Despite no credible evidence, they claimed that the 17th-century mausoleum was built by Mughal emperor Shah Jahan on the site of a Shiva shrine.

“It was destroyed by Mughal invaders so that a mosque could be built there,” said Sanjay Jat, spokesman for hard-line organisation Hindu Mahasabha.

A court petition last month was filed to force India’s archaeological body, the ASI, to open up 20 rooms inside, believing they contained Hindu idols.

The ASI said there is no such idol and the court summarily dismissed the petition.

But it is not the first such case and unlikely to be the last.

“I will continue to fight for this till my death,” said Jat.

“We respect the courts but if needed, we will demolish the Taj and prove the existence of a temple there.”

‘Gospel truth’

Audrey Truschke, an associate professor of South Asian history with Rutgers University, said the claims about the Taj Mahal are “about as reasonable as the proposals that the Earth is flat”.

“So far, as I can discern, there is not a coherent theory about the Taj Mahal at play here so much as a frenzied and fragile nationalist pride that does not allow anything non-Hindu to be Indian and demands to erase Muslim parts of Indian heritage.”

But while the demolition of the Taj Mahal remains – for now, at least – a pipe-dream of the fundamentalists, other sites are also in the crosshairs.

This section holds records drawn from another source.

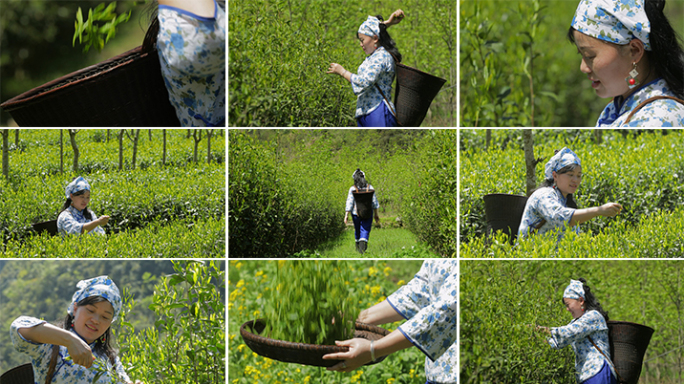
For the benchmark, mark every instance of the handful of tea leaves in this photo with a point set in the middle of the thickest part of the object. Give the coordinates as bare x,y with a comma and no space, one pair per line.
311,301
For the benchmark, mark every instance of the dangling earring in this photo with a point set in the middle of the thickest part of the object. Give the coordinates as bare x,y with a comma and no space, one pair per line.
631,79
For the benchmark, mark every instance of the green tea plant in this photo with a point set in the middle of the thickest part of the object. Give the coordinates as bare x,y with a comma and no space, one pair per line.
370,282
642,171
187,343
310,302
501,301
279,57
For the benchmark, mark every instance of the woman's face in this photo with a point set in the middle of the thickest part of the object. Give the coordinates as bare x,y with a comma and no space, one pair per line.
367,43
568,182
81,201
574,306
92,321
606,65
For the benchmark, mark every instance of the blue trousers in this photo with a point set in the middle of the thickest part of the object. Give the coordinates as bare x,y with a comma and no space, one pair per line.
380,117
605,376
362,228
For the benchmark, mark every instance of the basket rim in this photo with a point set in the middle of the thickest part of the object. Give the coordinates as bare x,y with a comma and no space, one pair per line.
419,71
253,337
31,95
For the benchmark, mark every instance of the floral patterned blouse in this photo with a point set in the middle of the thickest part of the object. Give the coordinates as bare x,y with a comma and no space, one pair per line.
71,220
66,372
659,113
428,302
350,206
588,360
192,54
546,204
377,68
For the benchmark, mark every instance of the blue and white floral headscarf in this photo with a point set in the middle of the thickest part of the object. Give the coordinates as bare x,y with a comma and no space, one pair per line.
614,21
574,290
79,184
98,286
370,27
562,159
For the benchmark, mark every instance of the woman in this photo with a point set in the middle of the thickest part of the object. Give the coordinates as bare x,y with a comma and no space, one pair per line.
64,354
587,333
192,53
76,218
552,206
428,303
631,53
362,227
373,83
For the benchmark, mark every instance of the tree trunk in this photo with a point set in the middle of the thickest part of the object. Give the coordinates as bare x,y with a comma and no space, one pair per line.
164,152
135,146
209,134
121,133
197,138
530,163
61,151
5,153
74,146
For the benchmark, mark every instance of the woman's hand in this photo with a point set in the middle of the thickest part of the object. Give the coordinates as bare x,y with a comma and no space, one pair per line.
610,209
395,18
337,69
358,355
103,220
80,352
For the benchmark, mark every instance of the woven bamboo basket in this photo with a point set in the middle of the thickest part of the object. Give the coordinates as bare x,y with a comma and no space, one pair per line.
364,203
414,94
504,213
628,344
307,354
127,90
22,374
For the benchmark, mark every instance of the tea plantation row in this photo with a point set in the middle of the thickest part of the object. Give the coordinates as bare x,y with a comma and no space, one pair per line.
177,203
370,282
285,199
642,171
500,299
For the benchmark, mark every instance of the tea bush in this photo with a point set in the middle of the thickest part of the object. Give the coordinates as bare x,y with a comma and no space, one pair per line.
519,69
187,342
249,285
177,194
642,171
499,299
288,190
280,50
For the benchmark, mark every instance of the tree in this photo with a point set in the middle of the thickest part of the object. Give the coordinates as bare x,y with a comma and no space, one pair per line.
121,133
74,146
530,163
5,153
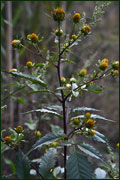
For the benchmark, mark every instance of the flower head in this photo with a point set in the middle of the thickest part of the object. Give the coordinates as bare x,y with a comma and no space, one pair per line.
76,121
63,79
76,18
72,80
85,30
105,60
29,64
90,123
91,132
74,37
34,38
15,43
8,139
115,65
58,14
103,65
87,115
38,133
13,70
82,72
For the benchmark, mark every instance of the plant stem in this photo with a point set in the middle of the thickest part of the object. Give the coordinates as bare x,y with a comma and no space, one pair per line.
63,102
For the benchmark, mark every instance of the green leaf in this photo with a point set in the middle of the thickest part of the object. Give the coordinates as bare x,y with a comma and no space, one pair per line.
45,111
94,88
21,100
100,137
94,116
56,129
22,165
45,140
12,165
90,150
32,78
83,109
67,61
47,163
78,167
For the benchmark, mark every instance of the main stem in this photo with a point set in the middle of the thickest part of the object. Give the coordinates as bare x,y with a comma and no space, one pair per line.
63,105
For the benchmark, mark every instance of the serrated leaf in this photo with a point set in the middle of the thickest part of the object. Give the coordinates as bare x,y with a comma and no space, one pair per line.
56,129
45,111
47,163
94,116
32,78
78,167
100,137
46,140
90,150
22,165
94,88
83,109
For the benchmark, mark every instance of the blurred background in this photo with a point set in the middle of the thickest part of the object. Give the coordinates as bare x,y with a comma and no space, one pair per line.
25,17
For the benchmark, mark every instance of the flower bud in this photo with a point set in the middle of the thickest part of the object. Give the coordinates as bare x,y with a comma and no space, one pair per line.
8,139
76,18
16,43
59,32
58,14
90,123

They include the Shahi Idgah mosque in Mathura, built by the Mughal emperor Aurangzeb after he attacked the city and destroyed its temples in 1670.

It is next to a temple built on what is believed to be the birthplace of the Hindu god Krishna.

A court yesterday agreed to hear a suit demanding the removal of the mosque, one of a slew of similar petitions.

Police in the northern city have been put on alert.

Another is Delhi’s Qutub Minar, a 13th-century minaret and victory tower built by the Mamluk dynasty, also from Central Asia.

Some Hindu groups claimed it was constructed by a Hindu king and that the complex housed more than 25 temples.

Such claims are born of “very sparse” knowledge of the past, said historian Rana Safvi.

Instead, a “sense of victimhood” is being fuelled by social media misinformation, “making them believe it is the gospel truth”, she added. – AFP, May 20, 2022.